Solway shakes her head. "Ari, It didn't just trip over a wire and face-plant. It sent that snapshot before it went down, that was the last thing it did. It must have thought it was pretty damned important."

Evidently Solway is given to anthropomorphism. Bots don't nobly sacrifice their lives to send vital intel back to HQ with their dying breath. Still, she's not exactly wrong. It's safe to say that transmitting even this crappy image must have maximized whatever state variable the bot considered paramount at the time.

"Chimp, can you clean up that snapshot at all?" Heinwald asks.

"Yes. Just a moment."

The crosshairs have finally converged: a point about halfway to the core, maybe 0.8 gees down. According to the fleet schematics in Eri's historical archive, Araneus kept a forest behind that hatch. Back when it shipped out, at least.

Now, who knows?

A long, low whistle from Solway. "Will you look at that."

The image still isn't great. But it's clearer than it was, even if bits of dark static persist along certain features. Around the edges of the hatch, for example. Along the seams.

Of course, if that was static Chimp would've cleaned it up along with everything else. So those dark streaks are real.

Scoring. Scorch marks.

This door wasn't sealed by time and space. It was sealed by lasers and acetylene.

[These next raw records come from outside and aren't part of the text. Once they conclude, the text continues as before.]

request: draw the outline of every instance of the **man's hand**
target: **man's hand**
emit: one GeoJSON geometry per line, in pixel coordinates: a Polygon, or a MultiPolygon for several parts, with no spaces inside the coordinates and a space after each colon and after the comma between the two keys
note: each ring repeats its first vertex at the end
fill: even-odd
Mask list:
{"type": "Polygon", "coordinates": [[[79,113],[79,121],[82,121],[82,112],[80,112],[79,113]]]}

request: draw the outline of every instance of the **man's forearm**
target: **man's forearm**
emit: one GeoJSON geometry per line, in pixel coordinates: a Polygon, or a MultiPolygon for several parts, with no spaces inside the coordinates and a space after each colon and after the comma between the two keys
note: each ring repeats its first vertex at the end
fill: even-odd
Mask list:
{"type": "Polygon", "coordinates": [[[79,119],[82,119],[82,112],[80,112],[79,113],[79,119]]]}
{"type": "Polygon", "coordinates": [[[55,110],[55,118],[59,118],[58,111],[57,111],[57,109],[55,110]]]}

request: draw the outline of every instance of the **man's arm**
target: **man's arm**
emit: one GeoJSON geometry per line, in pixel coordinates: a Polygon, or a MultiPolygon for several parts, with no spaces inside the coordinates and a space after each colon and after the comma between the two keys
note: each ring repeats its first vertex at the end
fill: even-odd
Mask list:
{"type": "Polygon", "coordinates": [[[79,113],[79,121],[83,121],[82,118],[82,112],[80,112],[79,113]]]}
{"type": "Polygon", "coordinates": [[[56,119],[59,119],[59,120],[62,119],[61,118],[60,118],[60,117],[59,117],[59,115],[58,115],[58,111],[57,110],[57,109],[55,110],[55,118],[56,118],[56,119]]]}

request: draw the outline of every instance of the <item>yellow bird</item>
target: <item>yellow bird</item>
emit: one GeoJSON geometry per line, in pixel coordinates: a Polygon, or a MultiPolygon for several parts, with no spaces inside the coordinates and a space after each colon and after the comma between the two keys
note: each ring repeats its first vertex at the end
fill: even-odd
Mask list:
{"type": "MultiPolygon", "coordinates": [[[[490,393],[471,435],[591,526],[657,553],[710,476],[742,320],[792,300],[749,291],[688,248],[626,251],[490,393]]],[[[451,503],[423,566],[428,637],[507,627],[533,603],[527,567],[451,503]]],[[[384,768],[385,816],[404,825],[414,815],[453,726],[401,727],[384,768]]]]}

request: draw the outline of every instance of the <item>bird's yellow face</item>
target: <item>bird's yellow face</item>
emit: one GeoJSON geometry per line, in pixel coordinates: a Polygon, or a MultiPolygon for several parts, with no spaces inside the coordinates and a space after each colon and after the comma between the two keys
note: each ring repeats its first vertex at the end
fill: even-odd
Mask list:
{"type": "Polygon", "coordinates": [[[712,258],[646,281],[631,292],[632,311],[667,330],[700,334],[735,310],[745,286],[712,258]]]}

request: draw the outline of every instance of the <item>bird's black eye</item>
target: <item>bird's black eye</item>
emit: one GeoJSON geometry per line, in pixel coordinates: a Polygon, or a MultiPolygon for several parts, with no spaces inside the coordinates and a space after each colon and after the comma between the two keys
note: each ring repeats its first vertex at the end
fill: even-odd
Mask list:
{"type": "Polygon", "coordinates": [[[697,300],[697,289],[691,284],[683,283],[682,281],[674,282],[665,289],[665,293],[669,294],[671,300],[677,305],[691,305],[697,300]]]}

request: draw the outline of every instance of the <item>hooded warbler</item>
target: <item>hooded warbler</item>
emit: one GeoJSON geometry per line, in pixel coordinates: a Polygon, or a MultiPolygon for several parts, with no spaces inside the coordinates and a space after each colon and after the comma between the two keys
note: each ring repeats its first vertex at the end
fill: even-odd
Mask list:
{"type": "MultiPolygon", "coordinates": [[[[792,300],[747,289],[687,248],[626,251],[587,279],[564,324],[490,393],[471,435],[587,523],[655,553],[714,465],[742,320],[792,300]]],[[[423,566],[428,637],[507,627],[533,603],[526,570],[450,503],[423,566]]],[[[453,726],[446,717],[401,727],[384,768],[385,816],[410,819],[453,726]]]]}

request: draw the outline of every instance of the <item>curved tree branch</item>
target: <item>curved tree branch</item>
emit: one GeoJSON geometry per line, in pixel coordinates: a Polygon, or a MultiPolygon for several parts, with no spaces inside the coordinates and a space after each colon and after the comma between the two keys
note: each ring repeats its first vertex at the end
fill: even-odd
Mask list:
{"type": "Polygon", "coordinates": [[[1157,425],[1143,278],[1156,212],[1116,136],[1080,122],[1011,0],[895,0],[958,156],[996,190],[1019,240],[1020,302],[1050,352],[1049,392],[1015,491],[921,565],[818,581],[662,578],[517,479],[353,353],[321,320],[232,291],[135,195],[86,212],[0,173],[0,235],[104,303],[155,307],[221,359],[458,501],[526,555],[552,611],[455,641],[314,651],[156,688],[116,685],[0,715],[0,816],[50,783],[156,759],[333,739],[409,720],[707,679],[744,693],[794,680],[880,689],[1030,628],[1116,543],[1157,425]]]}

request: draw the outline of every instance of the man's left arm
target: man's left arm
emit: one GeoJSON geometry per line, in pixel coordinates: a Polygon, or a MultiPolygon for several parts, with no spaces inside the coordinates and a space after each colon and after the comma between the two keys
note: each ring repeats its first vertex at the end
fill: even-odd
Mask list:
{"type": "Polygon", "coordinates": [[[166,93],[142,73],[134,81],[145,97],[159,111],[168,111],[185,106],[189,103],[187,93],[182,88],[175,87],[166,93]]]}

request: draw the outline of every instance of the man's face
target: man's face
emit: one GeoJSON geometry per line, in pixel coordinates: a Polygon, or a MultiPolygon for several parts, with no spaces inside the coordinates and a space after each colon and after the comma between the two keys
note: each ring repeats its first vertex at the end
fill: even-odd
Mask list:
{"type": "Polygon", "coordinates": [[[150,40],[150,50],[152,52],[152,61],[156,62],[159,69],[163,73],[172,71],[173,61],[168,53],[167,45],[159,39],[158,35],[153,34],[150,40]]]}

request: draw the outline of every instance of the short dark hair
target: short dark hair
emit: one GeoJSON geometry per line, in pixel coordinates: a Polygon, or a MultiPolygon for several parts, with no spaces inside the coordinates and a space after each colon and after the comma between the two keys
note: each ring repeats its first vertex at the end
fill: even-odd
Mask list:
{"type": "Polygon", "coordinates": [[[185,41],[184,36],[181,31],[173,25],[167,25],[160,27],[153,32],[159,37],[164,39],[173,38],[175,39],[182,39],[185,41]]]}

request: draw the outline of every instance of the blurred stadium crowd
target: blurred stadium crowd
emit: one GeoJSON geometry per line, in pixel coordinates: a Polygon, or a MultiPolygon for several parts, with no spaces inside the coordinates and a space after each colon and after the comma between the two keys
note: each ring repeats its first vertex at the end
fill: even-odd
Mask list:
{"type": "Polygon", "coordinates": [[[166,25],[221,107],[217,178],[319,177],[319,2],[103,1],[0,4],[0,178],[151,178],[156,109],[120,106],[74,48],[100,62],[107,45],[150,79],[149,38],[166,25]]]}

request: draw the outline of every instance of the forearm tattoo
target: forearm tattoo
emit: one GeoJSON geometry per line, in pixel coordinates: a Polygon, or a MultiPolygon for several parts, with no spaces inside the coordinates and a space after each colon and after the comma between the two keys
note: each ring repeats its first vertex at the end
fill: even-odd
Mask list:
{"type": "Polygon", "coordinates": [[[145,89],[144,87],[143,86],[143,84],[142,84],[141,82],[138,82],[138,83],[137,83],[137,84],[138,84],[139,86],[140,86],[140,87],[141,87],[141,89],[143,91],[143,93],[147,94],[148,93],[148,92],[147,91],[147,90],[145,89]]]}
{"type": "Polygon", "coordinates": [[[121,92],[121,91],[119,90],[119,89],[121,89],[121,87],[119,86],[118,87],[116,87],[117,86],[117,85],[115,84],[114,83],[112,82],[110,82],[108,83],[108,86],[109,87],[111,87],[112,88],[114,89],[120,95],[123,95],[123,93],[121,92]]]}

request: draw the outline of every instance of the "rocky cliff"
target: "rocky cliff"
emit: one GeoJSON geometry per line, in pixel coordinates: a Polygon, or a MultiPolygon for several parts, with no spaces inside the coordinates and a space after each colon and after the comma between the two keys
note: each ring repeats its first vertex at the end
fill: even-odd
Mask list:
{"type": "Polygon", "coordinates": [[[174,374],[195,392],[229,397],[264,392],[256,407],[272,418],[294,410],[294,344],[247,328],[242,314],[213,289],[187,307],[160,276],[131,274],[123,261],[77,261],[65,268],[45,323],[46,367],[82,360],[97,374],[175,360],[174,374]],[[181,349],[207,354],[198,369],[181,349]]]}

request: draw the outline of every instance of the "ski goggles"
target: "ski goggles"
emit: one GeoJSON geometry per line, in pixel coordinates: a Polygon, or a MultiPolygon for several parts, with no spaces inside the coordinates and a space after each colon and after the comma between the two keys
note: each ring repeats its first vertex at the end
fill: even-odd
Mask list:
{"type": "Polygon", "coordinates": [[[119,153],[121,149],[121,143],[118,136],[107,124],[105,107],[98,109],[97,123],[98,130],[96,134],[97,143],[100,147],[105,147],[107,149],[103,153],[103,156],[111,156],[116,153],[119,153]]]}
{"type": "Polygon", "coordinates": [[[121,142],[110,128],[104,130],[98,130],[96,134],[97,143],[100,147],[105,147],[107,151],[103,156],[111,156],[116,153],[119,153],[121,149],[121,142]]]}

This thing is a barricade.

Heinwald sighs.

He won't be getting back to oblivion any time soon.

* * *

Chimp printed a diving bell while they wondered and quailed: a magical contraption of graphene and ceramic and programmable matter not so much built as spun. It carries three 'spores—each cocooned in its own suit of armor—and three beetle-shelled bots in its belly. The shuttle births through one of the Von tubes and Chimp remote-pilots it in a slow mad tumble: all arcs and conics and off-center pirouettes, a trajectory from a stable decelerating mass to a coasting eccentric one, the speck between doing its best to segue smoothly from one to the other. Araneus swells ahead like a black thunderhead, a vast dark mountain rolling through the cosmos. By the time the bell brushes up against one of its docking ports, it blacks out half the sky.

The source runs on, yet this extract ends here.